Children with monogenic diabetes are often misdiagnosed with type 1 diabetes and treated with insulin injections. While some forms of monogenic diabetes do require insulin to control blood sugars, some can be treated with oral medications. In either case, some children with monogenic diabetes also require treatment for other health problems, such as digestive enzyme deficiencies, kidney cysts, low magnesium levels or autism.
Atypical forms of diabetes
Certain genetic conditions can increase the risk for developing atypical forms of diabetes. Patients with these types of atypical diabetes often have other health problems that affect multiple body systems (such as the brain, heart or liver). Conditions that may be accompanied by atypical diabetes include:
- Mitochondrial disease
- Friedreich’s ataxia
- Cystic fibrosis (which may be accompanied by cystic fibrosis-related diabetes)
In each of these conditions, diabetes can sometimes be the presenting symptom that leads to the genetic diagnosis. In other cases, diabetes may develop after the genetic diagnosis has been made. In either case, it is important to individualize the approach to treating diabetes in the context of a genetic diagnosis.
Treating atypical diabetes, when it accompanies one of these conditions, must be done in close collaboration with different specialists and must take into account how each treatment can affect the other condition. Our specialists work together to ensure every child with atypical diabetes is treated comprehensively.
Understanding the dynamics of diabetes when it occurs in the context of other medical conditions is also critical to effective treatment. For example, some children with mitochondrial disease may develop high blood sugar levels and require insulin when they are sick or stressed, but not at other times. Some of these same children are also at risk for low blood sugar levels.
Who we are
We are a team of physicians in the Division of Endocrinology and Diabetes who have expertise in the diagnosis and treatment of monogenic and atypical diabetes. We work closely with the many other specialists often involved in each child’s medical care. Our multidisciplinary, coordinated approach to care bridges many specialties, making it possible to meet the complex needs of children diagnosed with these conditions.

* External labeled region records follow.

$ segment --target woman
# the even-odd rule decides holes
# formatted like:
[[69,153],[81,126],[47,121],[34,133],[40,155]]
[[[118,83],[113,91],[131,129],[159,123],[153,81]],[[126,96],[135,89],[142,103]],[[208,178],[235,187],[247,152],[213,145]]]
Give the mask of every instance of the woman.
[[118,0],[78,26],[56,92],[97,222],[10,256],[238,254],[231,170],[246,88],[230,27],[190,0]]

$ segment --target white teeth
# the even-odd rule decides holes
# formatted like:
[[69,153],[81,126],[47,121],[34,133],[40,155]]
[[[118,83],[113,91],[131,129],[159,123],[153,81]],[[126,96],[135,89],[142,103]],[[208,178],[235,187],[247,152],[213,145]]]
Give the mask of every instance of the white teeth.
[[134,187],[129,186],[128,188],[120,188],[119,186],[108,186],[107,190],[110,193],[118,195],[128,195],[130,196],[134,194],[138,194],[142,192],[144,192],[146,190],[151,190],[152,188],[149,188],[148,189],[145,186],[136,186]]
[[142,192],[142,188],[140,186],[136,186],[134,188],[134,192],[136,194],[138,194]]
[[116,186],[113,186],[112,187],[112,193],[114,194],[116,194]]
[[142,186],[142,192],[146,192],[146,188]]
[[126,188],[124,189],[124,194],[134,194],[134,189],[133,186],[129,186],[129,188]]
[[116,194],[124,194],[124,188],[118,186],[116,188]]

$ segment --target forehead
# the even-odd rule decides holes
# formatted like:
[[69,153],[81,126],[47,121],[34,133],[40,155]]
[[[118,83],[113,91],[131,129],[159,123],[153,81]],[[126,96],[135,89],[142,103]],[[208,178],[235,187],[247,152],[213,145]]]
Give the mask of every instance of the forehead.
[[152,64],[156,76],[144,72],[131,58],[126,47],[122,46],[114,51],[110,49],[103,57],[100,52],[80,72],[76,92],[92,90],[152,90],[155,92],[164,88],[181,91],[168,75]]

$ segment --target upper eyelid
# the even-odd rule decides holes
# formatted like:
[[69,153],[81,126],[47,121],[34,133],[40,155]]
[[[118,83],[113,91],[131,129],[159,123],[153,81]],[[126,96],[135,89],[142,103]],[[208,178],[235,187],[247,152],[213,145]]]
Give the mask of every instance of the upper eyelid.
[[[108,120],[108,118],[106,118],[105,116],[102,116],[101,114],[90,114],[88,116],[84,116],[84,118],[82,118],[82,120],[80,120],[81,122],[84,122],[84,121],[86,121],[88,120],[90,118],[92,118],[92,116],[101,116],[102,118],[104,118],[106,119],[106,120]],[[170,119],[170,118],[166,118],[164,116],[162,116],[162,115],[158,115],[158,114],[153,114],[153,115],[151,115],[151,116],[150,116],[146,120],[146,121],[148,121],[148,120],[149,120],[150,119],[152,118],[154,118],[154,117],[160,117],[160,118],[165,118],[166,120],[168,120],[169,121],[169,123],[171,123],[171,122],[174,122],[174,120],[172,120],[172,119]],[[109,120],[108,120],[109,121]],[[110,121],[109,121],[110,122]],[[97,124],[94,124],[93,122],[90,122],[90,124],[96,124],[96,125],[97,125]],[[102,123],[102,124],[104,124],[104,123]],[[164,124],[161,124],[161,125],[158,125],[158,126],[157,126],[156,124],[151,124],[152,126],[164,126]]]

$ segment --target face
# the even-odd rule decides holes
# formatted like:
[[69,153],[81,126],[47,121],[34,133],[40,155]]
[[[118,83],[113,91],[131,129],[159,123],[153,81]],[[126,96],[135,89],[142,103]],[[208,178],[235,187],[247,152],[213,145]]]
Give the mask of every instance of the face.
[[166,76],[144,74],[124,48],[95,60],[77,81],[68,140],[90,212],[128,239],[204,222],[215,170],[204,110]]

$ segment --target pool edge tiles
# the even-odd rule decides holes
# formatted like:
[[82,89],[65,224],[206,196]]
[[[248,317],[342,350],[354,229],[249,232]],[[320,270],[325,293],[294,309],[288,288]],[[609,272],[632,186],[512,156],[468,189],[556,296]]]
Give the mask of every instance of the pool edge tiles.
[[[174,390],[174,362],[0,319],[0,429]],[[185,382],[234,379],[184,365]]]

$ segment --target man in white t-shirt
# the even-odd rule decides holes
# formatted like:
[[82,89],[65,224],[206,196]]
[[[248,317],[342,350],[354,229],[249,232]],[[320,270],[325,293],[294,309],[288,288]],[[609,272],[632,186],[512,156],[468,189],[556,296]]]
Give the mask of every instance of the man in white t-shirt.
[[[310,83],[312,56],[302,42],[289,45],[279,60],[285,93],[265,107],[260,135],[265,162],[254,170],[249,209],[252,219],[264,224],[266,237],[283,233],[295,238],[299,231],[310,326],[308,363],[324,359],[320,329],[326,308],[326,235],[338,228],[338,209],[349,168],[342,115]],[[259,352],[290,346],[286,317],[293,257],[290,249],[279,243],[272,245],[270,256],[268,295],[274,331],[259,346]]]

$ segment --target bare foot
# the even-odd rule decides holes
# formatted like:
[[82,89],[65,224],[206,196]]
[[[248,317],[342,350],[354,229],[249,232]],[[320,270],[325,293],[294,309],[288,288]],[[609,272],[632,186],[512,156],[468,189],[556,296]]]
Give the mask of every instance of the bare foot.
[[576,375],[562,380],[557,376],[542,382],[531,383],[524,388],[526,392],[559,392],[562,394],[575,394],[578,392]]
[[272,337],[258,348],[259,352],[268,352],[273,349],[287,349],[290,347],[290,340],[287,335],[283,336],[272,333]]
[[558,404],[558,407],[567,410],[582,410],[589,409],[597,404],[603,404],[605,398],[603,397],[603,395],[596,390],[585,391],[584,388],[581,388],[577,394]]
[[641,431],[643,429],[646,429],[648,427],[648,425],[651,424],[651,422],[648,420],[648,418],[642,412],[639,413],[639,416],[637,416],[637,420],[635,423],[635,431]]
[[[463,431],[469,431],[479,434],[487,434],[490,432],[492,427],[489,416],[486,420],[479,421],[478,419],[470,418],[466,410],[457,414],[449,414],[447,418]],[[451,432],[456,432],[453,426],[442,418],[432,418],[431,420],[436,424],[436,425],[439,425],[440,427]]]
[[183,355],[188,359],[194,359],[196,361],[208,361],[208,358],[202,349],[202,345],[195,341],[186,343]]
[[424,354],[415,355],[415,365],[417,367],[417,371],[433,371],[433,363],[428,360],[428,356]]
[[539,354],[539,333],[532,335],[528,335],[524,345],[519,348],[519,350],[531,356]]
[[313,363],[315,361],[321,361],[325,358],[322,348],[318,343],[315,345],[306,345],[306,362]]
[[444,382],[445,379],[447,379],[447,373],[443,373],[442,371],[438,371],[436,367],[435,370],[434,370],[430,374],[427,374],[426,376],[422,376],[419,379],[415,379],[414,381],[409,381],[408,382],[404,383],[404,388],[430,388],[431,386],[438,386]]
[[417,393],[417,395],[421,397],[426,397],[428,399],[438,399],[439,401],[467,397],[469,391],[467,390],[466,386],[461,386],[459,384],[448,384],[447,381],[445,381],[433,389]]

We specialize in family-centered care, providing amenities and support for families of children with these rarer forms of diabetes, and keeping the family closely involved in the care plan.
Through innovation and research, we are changing the course of treatment for many children with monogenic and atypical diabetes.
What we do
Physicians in the Monogenic and Atypical Diabetes Program perform evaluations to properly identify patients with monogenic and atypical diabetes, and to diagnose the specific forms of the conditions. We then establish individualized treatment programs for these patients, and work closely with families and other specialists to manage those treatment plans.
Physicians in the Monogenic and Atypical Diabetes Program are working diligently to identify patients with new forms of diabetes and develop effective treatment plans with the potential to benefit all patients with diabetes.